BDI sieht Deutschland auf "Verliererstraße"

Bis zu 1,5 Millionen neue Arbeitslose. Als wäre ein Anstieg der Unternehmensinsolvenzen um ein Viertel gegenüber dem Vorjahreszeitraum auf 22.500 (Prognose 2025: 23.000) nicht schlimm genug, schlug der Bundesverband der Deutschen Industrie (BDI) in Person seines Präsidenten Siegfried Russwurm auf seinem Klimakongress Anfang der Woche deutliche Töne an.

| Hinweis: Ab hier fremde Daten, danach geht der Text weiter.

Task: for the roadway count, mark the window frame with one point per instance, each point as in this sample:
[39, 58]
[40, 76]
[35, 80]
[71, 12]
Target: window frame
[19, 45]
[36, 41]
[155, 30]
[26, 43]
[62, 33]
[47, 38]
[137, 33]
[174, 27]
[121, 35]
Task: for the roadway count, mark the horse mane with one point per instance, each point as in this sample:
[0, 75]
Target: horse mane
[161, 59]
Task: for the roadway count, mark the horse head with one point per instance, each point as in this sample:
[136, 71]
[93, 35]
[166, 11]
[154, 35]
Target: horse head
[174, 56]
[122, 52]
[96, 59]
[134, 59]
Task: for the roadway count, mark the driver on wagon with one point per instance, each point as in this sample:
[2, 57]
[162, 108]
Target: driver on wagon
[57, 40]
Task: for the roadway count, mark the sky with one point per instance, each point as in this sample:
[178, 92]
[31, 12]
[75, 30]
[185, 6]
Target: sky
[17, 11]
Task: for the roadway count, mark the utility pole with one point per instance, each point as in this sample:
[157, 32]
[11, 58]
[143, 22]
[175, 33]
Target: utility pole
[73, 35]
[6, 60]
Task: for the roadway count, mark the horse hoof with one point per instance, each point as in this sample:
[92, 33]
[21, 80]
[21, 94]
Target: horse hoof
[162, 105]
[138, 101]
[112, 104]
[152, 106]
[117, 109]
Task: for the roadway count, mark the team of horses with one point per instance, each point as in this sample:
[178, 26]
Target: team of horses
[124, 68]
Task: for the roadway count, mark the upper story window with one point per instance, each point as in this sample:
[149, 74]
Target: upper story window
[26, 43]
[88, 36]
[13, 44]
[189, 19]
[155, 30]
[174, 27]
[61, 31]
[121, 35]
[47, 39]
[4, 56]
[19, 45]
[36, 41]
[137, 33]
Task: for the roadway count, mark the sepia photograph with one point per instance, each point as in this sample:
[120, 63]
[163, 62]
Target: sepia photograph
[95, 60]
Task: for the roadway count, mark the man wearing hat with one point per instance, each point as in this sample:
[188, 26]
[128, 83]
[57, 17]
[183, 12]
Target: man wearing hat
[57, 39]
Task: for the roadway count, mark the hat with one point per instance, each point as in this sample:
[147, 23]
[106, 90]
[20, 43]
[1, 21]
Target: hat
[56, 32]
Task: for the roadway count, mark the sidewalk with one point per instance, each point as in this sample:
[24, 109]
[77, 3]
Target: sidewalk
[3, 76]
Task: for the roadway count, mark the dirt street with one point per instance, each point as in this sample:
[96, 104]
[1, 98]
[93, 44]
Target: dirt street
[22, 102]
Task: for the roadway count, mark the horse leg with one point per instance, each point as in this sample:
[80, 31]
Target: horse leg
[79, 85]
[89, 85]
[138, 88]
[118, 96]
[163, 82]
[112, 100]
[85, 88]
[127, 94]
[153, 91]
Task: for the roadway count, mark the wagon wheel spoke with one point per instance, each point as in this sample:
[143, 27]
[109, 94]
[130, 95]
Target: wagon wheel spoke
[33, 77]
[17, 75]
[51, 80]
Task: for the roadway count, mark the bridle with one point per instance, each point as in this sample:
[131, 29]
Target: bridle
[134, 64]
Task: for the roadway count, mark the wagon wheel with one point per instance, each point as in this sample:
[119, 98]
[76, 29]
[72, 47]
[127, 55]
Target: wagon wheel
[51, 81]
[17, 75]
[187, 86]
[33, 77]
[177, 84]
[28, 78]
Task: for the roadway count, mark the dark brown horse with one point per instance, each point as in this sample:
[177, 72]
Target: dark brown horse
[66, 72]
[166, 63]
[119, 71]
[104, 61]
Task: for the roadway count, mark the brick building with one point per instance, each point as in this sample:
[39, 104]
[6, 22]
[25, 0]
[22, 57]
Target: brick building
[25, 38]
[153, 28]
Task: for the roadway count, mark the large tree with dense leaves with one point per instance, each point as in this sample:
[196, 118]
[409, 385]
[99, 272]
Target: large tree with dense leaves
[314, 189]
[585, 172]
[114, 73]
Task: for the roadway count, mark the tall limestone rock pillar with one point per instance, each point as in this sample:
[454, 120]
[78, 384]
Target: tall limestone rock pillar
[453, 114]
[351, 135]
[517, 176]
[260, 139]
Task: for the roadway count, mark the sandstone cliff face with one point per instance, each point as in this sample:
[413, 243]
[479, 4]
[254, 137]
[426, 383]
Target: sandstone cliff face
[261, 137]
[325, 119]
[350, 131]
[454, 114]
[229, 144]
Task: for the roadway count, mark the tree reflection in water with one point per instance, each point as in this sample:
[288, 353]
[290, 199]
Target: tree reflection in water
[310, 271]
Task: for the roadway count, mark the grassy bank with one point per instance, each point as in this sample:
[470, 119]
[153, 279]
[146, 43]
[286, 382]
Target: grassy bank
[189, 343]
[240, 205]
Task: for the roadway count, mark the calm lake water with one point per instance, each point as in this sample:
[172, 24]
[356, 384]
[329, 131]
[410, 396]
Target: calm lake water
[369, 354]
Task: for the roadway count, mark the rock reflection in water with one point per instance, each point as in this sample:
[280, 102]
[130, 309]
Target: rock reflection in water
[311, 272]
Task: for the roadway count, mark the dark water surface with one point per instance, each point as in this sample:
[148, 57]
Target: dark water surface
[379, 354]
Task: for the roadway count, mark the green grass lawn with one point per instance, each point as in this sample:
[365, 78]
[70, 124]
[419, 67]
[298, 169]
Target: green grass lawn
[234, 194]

Der BDI fordert eine öffentliche Investitionsoffensive von bis zu 1,4 Billionen Euro, sieht Deutschland auf der "Verliererstraße" (Russwurm) und warnt vor allem vor steigenden Energiepreisen. Energiepreise? Dieses Wort treibt nicht nur in Berlin den politisch Mächtigen die Sorgenfalten auf die Stirn.

Anstieg an Unsicherheiten – Abstieg an Ölintensität

Das arbeitgebernahe Institut der deutschen Wirtschaft (IW) wagte bereits in seinem ersten Report 2024 einen Blick in die Zukunft – neben dem Handelskrieg zwischen der Volksrepublik China und den USA und dem Krieg um die Ukraine trat mit der Explosion im Nahen und Mittleren Osten ein dritter Unsicherheitsfaktor auf den Plan.

In ihrem Gutachten weisen die Wissenschaftler darauf hin, dass das Risiko eines erneuten Ölpreisschocks zwar gering ist, die Auswirkungen aber nicht unterschätzt werden sollten.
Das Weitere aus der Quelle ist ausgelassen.